We received a query from a reader who seems to have issues about pursuing multiple investment objectives. The issue at hand: How will you pursue multiple goals, given the complexity involved in creating investment portfolios to achieve multiple goals? We address this issue and discuss how you to start-off on a goal-oriented investment portfolio.

Bucketing issue

Suppose you have the following investment objectives: vacation in 3 years, buying a house after 6 years, child's college education in 10 years and retirement in 25 years. How should you create your investments to achieve these multiple objectives?

You may want to consider the bucketing approach. In this approach, you will bunch together investment objectives with similar time horizon. In the above case, you will have three buckets. The first bucket is for investment horizon less than five years. The second bucket is for investment horizon between 6 and 10 years. And third bucket is for the retirement portfolio.

Clustering similar-horizon objectives helps you avoid multiple investment portfolios. Otherwise, you may have to create an investment portfolio for buying a house, a separate portfolio for child's education and so on.

Bucketing could, however, pose a problem. Typically, your investment in equity depends on your time horizon. But creating a single portfolio with multiple goals will lead to multiple time horizons, making it difficult for you to decide on equity allocations.

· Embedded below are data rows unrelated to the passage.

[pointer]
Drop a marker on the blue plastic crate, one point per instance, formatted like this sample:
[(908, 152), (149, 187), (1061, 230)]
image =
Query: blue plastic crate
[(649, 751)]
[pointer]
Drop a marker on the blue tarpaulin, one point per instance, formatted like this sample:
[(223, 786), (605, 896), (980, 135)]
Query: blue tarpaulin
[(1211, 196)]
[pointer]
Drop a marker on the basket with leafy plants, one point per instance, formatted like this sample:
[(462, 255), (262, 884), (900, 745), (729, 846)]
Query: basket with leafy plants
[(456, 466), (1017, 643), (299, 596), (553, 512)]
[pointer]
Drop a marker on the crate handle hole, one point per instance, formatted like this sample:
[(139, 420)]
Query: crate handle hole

Facing such allocation issues can be so overwhelming that you may be forced to a state of inaction. That is essentially what our reader was alluding too when he said creating investment portfolios for multiple objectives is complex.

Goal implementation

We suggest that you consider one goal at a time. You should choose the one that cannot be postponed for a later date. You can, for instance, delay the purchase of your house or your retirement date but you cannot postpone your child's college education! You should, therefore, create the education portfolio first.

Focusing on a single goal gets you started on a goal-oriented investment portfolio. And that is the most important decision.

You should apply simple rules to create your portfolio. First, do not invest in equity if your investment horizon is less than five years; for you will have little time to recover losses should your equity investments decline in the initial years.

Second, invest in equity products that are easy to choose. We suggest that you invest in an index fund to start with; for choosing an active fund is not easy. Why? You do not really know whether the fund can beat the index during your investment horizon; that the fund has beaten the index in the past may be irrelevant to you if it underperforms in the next 10 years! Third, invest in bonds that, preferably, match your investment horizon. We suggest you actively look for tax-free cumulative bonds- such bonds pay you compound interest.

Conclusion

Creating portfolios for multiple goals leads to regret aversion bias. You need to prioritize your multiple goals. This means you may have to drop some goals and postpone some others such as vacation goals. And by doing so, you may face regret in the future if you realize then that your priorities were wrong! Regret aversion refers to the behaviour that you will never pursue your goals today because you may regret in the future of making the wrong priorities today. We do not want you to suffer from regret aversion. That is why we want you to focus on one goal at a time.